1

I have a data frame with factor columns. Here is a tiny example:

dat <- data.frame(one = factor(c("a", "b")), two = factor(c("c", "d")))

I can calculate the means of the numeric values that underlie the factor labels for each column:

mean(as.integer(dat$one))
[1] 1.5

But since there are very many columns in my data frame, I would like to avoid having to calculate all the individual means and would rather do something like:

colMeans(dat)

which doesn't work, since the columns are factors, or

colMeans(as.integer(dat))

which doesn't work either.

So how can I easily calculate the means of all factor columns, without a loop or individually calculating them all?

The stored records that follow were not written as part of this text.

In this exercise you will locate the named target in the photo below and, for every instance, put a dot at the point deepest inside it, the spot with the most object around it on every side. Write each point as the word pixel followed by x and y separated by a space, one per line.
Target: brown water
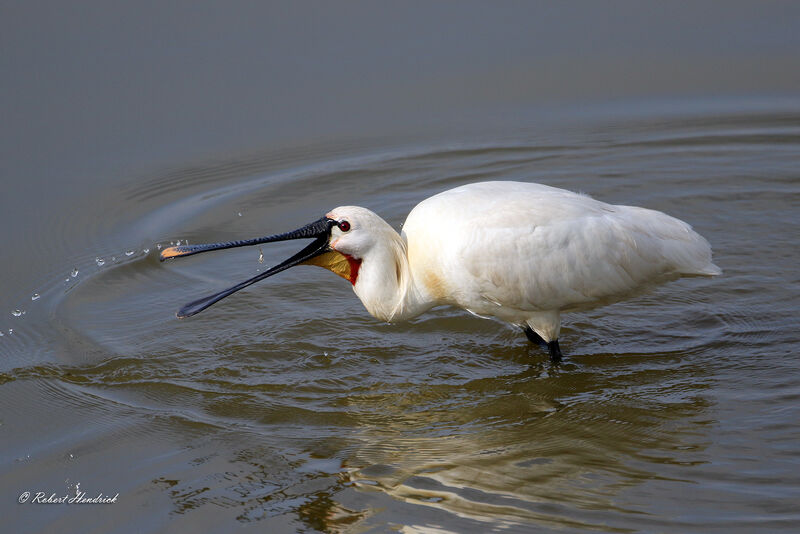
pixel 288 408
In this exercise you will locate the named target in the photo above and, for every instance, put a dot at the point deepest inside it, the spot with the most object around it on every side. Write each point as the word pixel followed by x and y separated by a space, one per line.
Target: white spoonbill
pixel 521 252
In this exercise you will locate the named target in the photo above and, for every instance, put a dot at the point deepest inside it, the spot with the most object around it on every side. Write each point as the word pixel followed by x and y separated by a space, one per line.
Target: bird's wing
pixel 540 248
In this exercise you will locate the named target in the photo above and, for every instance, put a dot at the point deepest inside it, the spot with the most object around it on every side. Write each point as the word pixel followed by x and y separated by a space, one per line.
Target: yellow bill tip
pixel 173 252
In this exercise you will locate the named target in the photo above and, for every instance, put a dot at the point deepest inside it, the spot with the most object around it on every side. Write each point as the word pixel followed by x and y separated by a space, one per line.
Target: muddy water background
pixel 286 407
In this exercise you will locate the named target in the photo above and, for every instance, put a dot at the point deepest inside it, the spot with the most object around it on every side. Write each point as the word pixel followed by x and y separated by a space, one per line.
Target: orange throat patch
pixel 338 263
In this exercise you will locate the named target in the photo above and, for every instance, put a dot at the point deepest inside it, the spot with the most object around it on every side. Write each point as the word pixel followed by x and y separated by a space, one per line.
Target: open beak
pixel 319 231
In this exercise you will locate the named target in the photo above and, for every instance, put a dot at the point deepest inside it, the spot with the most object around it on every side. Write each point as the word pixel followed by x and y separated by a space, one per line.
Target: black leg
pixel 533 336
pixel 555 351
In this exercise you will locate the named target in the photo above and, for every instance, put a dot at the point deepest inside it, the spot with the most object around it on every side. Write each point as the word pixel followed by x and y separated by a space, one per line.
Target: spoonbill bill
pixel 523 253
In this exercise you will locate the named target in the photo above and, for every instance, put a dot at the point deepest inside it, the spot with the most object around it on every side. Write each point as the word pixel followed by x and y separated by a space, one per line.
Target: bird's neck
pixel 385 283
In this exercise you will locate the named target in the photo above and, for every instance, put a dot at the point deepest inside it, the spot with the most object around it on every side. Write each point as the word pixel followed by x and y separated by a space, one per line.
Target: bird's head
pixel 341 239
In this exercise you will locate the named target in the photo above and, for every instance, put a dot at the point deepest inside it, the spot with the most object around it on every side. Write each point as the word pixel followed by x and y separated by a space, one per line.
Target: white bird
pixel 521 252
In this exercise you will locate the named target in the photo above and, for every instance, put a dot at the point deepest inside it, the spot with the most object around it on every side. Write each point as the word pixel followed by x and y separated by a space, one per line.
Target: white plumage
pixel 521 252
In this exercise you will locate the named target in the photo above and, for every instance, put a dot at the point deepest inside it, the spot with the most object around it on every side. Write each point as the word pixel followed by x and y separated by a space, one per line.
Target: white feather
pixel 520 252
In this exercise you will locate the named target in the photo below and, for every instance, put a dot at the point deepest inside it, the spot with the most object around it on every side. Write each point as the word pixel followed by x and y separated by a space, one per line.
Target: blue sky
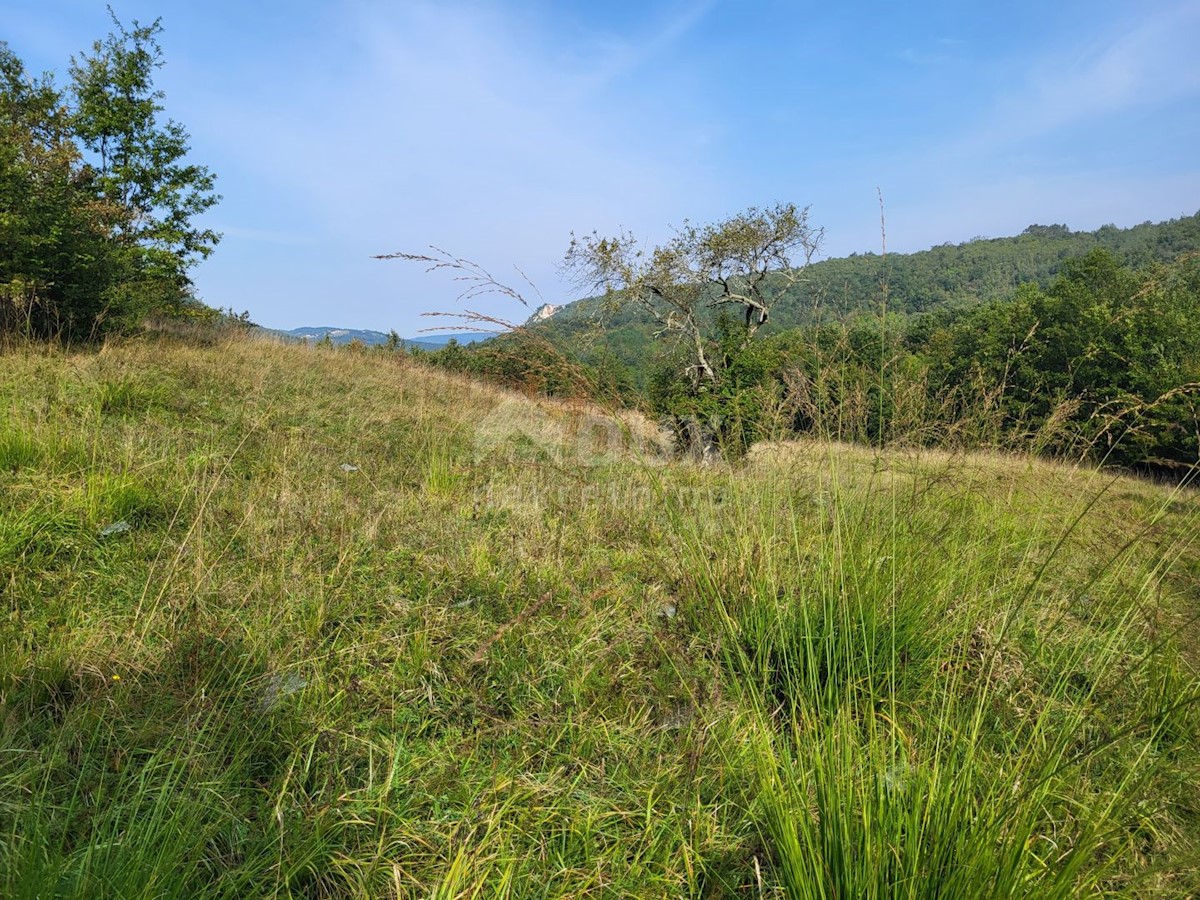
pixel 340 130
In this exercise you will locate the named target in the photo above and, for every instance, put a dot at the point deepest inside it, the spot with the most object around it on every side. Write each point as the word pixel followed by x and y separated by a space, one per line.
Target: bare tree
pixel 749 261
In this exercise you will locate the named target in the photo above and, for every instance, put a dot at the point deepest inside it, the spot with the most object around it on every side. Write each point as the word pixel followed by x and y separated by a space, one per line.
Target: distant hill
pixel 346 335
pixel 946 276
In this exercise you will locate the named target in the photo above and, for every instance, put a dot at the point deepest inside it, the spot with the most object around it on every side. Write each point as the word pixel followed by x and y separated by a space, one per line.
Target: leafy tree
pixel 678 283
pixel 141 160
pixel 55 255
pixel 96 202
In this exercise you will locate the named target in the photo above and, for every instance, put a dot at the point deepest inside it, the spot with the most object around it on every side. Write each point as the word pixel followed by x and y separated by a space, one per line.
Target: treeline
pixel 1102 363
pixel 96 197
pixel 947 276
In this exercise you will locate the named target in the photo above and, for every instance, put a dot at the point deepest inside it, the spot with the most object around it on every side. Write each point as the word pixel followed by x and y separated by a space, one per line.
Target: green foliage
pixel 96 232
pixel 1113 352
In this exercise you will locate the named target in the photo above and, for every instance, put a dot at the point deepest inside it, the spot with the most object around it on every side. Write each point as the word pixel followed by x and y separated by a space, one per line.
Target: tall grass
pixel 912 729
pixel 378 631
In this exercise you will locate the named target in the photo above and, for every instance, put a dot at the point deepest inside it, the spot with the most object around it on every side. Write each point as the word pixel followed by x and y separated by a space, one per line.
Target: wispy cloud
pixel 1149 64
pixel 457 125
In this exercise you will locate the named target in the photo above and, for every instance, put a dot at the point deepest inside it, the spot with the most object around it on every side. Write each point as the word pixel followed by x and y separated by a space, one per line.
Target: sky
pixel 496 129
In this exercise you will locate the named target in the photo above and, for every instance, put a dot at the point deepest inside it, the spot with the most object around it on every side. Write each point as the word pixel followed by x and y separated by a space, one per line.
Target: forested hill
pixel 948 275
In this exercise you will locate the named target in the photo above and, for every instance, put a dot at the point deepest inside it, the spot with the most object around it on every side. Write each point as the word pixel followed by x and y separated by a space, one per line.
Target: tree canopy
pixel 97 199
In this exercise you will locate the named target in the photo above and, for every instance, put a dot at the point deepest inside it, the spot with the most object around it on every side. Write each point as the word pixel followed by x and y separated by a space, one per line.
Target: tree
pixel 747 261
pixel 55 256
pixel 139 161
pixel 96 199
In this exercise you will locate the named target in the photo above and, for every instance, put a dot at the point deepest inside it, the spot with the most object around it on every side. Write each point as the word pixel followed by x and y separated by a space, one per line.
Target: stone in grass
pixel 280 685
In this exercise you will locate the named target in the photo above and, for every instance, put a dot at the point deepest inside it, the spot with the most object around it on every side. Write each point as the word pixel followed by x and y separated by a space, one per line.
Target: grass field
pixel 300 622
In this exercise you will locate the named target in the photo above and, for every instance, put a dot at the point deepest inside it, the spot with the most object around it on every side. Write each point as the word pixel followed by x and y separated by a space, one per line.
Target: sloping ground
pixel 285 621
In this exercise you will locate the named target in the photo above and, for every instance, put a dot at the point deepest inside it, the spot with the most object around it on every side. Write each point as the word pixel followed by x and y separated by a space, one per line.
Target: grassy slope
pixel 516 653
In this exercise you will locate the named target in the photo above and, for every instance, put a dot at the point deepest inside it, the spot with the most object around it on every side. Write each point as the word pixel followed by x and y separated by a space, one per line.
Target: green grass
pixel 376 631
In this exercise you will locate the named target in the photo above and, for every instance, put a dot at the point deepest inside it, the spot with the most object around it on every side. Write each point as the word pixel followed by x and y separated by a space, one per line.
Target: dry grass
pixel 383 631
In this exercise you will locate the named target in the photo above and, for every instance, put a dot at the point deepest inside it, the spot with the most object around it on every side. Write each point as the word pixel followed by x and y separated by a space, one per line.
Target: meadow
pixel 307 622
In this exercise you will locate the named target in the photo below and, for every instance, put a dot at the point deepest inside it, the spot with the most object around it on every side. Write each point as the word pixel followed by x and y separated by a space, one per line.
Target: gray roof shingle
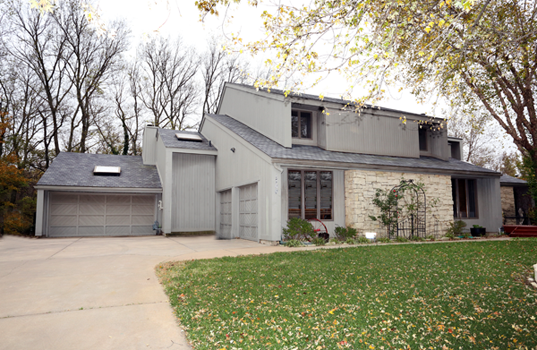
pixel 76 169
pixel 298 152
pixel 510 180
pixel 339 101
pixel 170 141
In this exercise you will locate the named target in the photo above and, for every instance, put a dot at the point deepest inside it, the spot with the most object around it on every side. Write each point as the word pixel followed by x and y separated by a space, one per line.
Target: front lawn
pixel 433 296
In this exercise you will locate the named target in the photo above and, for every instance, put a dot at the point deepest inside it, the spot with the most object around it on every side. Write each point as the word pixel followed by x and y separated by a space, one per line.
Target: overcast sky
pixel 181 17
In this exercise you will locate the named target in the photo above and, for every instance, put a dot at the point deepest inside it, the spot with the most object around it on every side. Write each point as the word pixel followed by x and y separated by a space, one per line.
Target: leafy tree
pixel 472 52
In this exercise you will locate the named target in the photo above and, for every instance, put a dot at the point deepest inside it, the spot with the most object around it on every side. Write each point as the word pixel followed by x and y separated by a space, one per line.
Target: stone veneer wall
pixel 508 204
pixel 360 188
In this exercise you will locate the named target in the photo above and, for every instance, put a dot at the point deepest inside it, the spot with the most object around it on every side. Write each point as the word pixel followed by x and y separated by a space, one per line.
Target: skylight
pixel 107 170
pixel 188 137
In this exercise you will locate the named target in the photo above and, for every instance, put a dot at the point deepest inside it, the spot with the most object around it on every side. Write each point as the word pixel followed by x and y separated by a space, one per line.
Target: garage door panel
pixel 143 210
pixel 118 199
pixel 60 198
pixel 83 214
pixel 144 200
pixel 91 208
pixel 122 220
pixel 62 220
pixel 64 231
pixel 91 230
pixel 142 230
pixel 91 220
pixel 248 212
pixel 63 209
pixel 225 214
pixel 91 199
pixel 118 209
pixel 118 230
pixel 142 220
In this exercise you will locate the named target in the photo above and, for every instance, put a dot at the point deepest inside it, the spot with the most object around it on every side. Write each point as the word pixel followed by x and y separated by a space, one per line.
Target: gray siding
pixel 193 193
pixel 371 134
pixel 268 114
pixel 338 198
pixel 245 166
pixel 149 145
pixel 489 205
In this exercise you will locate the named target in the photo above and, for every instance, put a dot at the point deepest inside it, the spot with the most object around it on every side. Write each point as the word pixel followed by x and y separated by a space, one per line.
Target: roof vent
pixel 182 136
pixel 106 170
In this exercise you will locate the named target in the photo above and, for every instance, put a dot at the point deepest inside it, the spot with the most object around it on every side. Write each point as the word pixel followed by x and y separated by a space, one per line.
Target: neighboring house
pixel 266 157
pixel 516 200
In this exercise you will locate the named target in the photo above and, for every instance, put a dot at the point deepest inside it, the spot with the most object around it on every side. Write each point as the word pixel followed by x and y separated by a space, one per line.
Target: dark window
pixel 301 124
pixel 464 198
pixel 310 194
pixel 423 139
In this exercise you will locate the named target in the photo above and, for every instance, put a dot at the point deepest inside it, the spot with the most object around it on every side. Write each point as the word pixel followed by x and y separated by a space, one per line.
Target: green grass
pixel 426 296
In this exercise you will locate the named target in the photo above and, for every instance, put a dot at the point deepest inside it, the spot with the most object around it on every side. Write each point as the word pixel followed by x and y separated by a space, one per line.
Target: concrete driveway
pixel 96 293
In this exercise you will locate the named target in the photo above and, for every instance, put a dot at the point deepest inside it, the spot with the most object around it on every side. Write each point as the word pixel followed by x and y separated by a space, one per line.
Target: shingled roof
pixel 512 181
pixel 170 140
pixel 313 153
pixel 76 169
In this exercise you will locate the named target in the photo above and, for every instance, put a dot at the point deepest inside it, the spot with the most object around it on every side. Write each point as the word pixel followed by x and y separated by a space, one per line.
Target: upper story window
pixel 301 124
pixel 423 138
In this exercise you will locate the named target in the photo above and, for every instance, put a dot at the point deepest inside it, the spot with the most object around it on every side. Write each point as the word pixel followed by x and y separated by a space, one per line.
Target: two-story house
pixel 266 157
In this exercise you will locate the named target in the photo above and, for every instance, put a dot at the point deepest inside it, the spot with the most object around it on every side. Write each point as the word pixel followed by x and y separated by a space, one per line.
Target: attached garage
pixel 225 214
pixel 83 214
pixel 84 195
pixel 248 212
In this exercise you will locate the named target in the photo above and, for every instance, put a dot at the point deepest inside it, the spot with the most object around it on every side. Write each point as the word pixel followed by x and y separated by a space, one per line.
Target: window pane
pixel 305 125
pixel 310 194
pixel 423 139
pixel 472 213
pixel 454 196
pixel 294 183
pixel 326 195
pixel 462 198
pixel 294 123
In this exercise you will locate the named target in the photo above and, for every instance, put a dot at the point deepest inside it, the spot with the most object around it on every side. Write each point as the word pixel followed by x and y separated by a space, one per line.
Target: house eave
pixel 98 189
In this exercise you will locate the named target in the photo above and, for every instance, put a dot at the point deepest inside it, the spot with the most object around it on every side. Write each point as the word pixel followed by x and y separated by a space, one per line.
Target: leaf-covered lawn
pixel 433 296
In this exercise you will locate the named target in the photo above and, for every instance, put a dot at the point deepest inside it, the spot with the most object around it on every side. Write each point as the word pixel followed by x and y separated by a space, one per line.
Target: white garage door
pixel 248 212
pixel 73 214
pixel 225 214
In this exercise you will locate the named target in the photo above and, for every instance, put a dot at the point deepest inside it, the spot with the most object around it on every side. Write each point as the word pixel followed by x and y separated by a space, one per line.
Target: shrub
pixel 455 228
pixel 293 243
pixel 345 233
pixel 319 241
pixel 362 240
pixel 298 229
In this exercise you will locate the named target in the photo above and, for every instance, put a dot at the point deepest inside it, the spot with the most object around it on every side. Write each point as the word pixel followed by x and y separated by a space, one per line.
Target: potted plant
pixel 477 230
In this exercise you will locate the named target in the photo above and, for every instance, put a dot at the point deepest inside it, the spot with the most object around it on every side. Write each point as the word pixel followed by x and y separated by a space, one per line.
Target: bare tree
pixel 169 89
pixel 93 58
pixel 218 68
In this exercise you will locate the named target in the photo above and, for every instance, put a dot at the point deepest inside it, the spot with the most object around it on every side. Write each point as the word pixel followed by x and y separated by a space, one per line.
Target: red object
pixel 520 230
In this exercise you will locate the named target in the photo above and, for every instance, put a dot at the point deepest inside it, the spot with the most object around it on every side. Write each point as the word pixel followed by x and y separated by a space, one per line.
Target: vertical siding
pixel 149 145
pixel 268 115
pixel 371 134
pixel 489 205
pixel 193 193
pixel 240 168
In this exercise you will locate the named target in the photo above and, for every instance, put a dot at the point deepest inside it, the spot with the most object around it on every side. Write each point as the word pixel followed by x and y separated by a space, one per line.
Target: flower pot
pixel 477 232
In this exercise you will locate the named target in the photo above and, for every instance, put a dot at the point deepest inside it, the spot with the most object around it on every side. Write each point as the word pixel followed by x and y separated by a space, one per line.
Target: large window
pixel 423 138
pixel 310 194
pixel 301 124
pixel 464 198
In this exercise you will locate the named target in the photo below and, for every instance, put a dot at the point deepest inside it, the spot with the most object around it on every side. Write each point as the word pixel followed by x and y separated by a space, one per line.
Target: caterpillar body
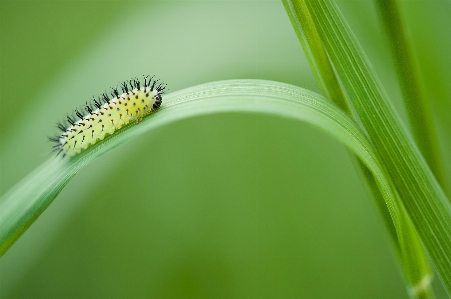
pixel 105 115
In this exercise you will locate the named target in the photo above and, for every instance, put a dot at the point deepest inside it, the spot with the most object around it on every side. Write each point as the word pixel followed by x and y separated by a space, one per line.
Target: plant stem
pixel 419 111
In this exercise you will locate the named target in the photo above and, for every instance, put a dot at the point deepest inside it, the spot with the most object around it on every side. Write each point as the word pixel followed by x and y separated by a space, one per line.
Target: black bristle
pixel 74 123
pixel 153 85
pixel 105 98
pixel 54 139
pixel 61 126
pixel 97 104
pixel 79 114
pixel 88 108
pixel 115 92
pixel 161 87
pixel 70 120
pixel 132 84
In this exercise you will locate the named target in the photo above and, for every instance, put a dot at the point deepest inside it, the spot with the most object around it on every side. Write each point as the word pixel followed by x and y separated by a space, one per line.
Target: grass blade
pixel 418 106
pixel 422 196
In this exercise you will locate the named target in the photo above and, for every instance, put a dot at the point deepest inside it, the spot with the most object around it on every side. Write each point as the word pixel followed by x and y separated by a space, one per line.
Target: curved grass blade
pixel 25 202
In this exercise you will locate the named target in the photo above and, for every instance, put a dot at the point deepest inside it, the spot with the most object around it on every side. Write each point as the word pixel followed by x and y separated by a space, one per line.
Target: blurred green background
pixel 223 206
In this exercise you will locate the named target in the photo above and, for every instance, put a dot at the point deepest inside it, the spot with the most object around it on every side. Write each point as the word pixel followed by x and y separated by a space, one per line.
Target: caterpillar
pixel 103 115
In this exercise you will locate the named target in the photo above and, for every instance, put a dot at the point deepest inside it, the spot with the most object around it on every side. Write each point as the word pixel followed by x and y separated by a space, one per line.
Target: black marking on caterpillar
pixel 106 115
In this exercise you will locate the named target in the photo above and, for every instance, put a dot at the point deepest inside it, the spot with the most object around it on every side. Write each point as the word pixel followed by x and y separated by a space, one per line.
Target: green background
pixel 224 206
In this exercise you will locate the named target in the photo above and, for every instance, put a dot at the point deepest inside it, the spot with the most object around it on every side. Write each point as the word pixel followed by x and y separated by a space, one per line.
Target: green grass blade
pixel 27 200
pixel 421 194
pixel 418 106
pixel 411 256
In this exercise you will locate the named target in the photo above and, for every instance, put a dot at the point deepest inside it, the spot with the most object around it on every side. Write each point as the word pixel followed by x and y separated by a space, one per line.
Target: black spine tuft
pixel 88 108
pixel 105 98
pixel 115 92
pixel 124 87
pixel 70 120
pixel 79 114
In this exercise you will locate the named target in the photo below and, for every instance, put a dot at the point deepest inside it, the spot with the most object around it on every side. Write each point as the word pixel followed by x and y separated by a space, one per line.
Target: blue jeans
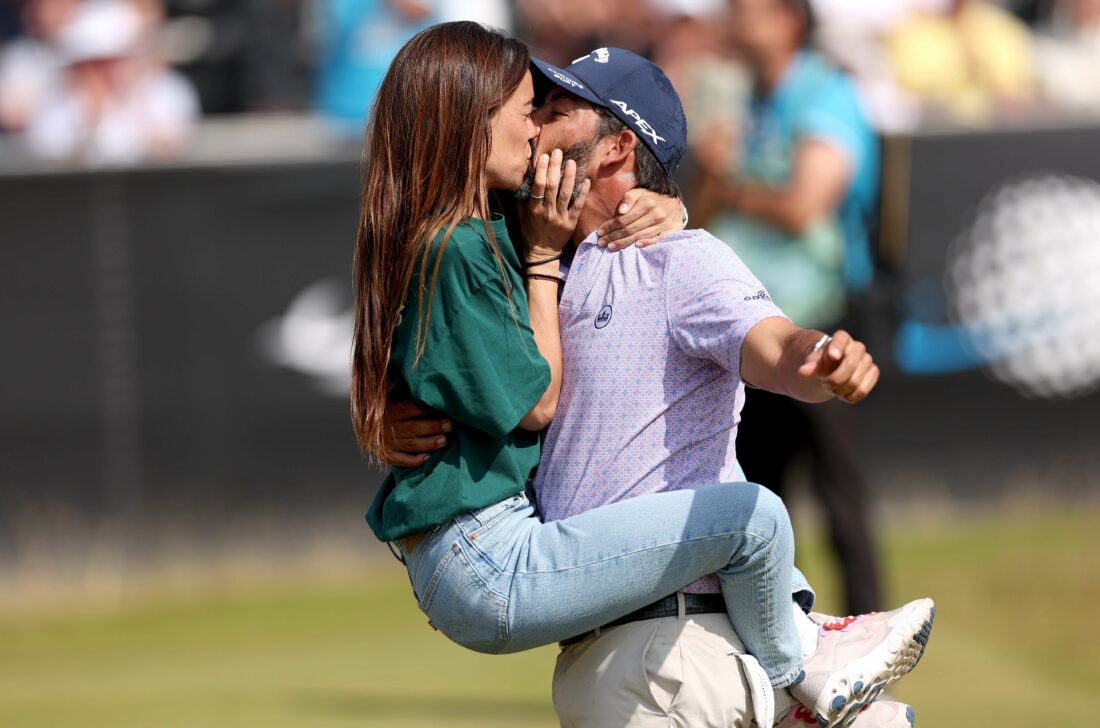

Do I really have to change the class of all columns?

Community
  • 1
  • 1
  • 2
    `colMeans(data.matrix(dat))` could work. – David Arenburg Feb 03 '16 at 08:00
  • @Pascal Do `str(dat)`, which will return three lines, one of which reads: `$ one: Factor w/ 2 levels "a","b": 1 2`. This tells you that "a" and "b" are merely the labels and that the factor contains numbers. By casting the factor as numeric or integer (my second example), I can get at these numbers. –  Feb 03 '16 at 08:08
  • Thank you, @DavidArenburg, that is perfect. –  Feb 03 '16 at 08:09
  • You should beware of such operations though. Sometimes the underlying integers could be pretty messed up. – David Arenburg Feb 03 '16 at 08:22
  • Thanks for the reminder, @DavidArenburg, that's easy to forget. In the present case I took great care to correctly sort my lables and think about wether the factors are actually more than ordinally scaled. –  Feb 03 '16 at 09:11

4 Answers4

2

The data.matrix is pretty much designed for such a task. It also skips numeric and integer columns, if present, and hence reduces memory usage, though the conversion to matrix could be an overhead, sometimes. So as long you don't have character columns, this should be pretty straightforward

colMeans(data.matrix(dat))
# one two 
# 1.5 1.5
David Arenburg
  • 91,361
  • 17
  • 137
  • 196
1

We can use lapply

lapply(dat, function(x) mean(as.integer(x)))

Or with dplyr

library(dplyr)
dat %>%
  summarise_each(funs(mean(as.integer(.))))

For big datasets, it may be better to calculate the mean by each column separately as converting to matrix may also create memory issues.

akrun
  • 874,273
  • 37
  • 540
  • 662
0

Write a simple function that uses a for loop to write all of the values into a vector.

dat <- data.frame(one = c(1:10), two = c(1:10))

colMeans <- function(tablename){
  i <- 1
  colmean <- c(1:ncol(tablename))

  for(i in c(1:ncol(tablename))){
    colmean[i] <- mean(tablename[,i])
  }
  return(colmean)
}

colMeans(dat)

Hope this works

  • 1
    FYI, there's already a function called `colMeans` so you might want to give your custom function a different name – talat Feb 03 '16 at 08:28
0

You can also use data.table package, which is faster than data.frame. if your data is big e.g. millions of observations, than you need data.table to optimize run time.

Below is the code:

library(data.table)
dat <- data.table(one = factor(c("a", "b")), two = factor(c("c", "d")))
factorCols <- c("one", "two")
dat[, lapply(.SD, FUN=function(x) mean(as.integer(x))), .SDcols=factorCols]
Kumar Manglam
  • 2,780
  • 1
  • 19
  • 28